Just as it showed strong privacy leadership by being the first browser to embrace Do Not Track, Mozilla is similarly showing its users that privacy is a priority by being the first to embrace HTTPS search by default. For Mozilla, this is a clear win. For the Chrome team, whose browser has otherwise set the gold standard for security (and who have proposed and implemented a mechanism to enable websites to limit referrer leakage), this must be extremely frustrating and probably quite embarrassing. Hopefully, they will soon follow Mozilla's lead by protecting their users with HTTPS search by default.

(Just to be clear - the ultimate decision to enable HTTPS search by default was largely in the hands of Google's search engineers, who are responsible for dealing with the increased traffic. Mozilla's privacy team deserves the credit for pressuring Google, and Google's search engine team deserve a big pat on the back for agreeing to cope with encrypted searches from hundreds of millions of users.)

Wednesday, March 14, 2012

FBI seeks warrant to force Google to unlock Android phone

Today, I stumbled across a recent FBI application and accompanying affidavit for a search warrant ordering Google to unlock a screen-locked Android phone. The application asks Google to: "provide law enforcement with any and all means of gaining access, including login and password information, password reset, and/or manufacturer default code ("PUK"), in order to obtain the complete contents of the memory" of a seized phone.

The phone in question was seized from a gentleman named Dante Dears, a founding member of the "Pimpin' Hoes Daily" street gang. On January 17, 2012, a cellphone was seized from Dears by an FBI agent, who then obtained a search warrant to look through the device. According to the affidavit, the technicians at the FBI Regional Computer Forensics Lab (RCFL) were unable to get past the electronic "pattern lock" access controls protecting the phone (apparently, entering multiple incorrect unlock sequences will lock the memory of the phone, which can then only be accessed by entering the user's Gmail username and password).

So why is this interesting and noteworthy?

First, it suggests that the FBI's computer forensics lab in Southern California is unable, or unwilling to use commercially available forensics tools or widely documented hardware-hacking techniques to analyze seized phones and download the data from them.
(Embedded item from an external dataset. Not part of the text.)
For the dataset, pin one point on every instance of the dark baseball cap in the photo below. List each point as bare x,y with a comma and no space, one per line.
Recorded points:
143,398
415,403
Second, it suggests that a warrant might be enough to get Google to unlock a phone. Presumably, this is not the first time that the FBI has requested Google unlock a phone, so one would assume that the FBI would request the right kind of order. However, we do not know if Google has complied with the request. Given that an unlocked smartphone will continue to receive text messages and new emails (transmitted after the device was first seized), one could reasonably argue that the government should have to obtain a wiretap order in order to unlock the phone.

Third, on page 13 of the warrant application, the government asks that the owner of the phone not be told about the government's request to unlock his phone. It is surprising then that the warrant and the associated affidavit have not been sealed by the court.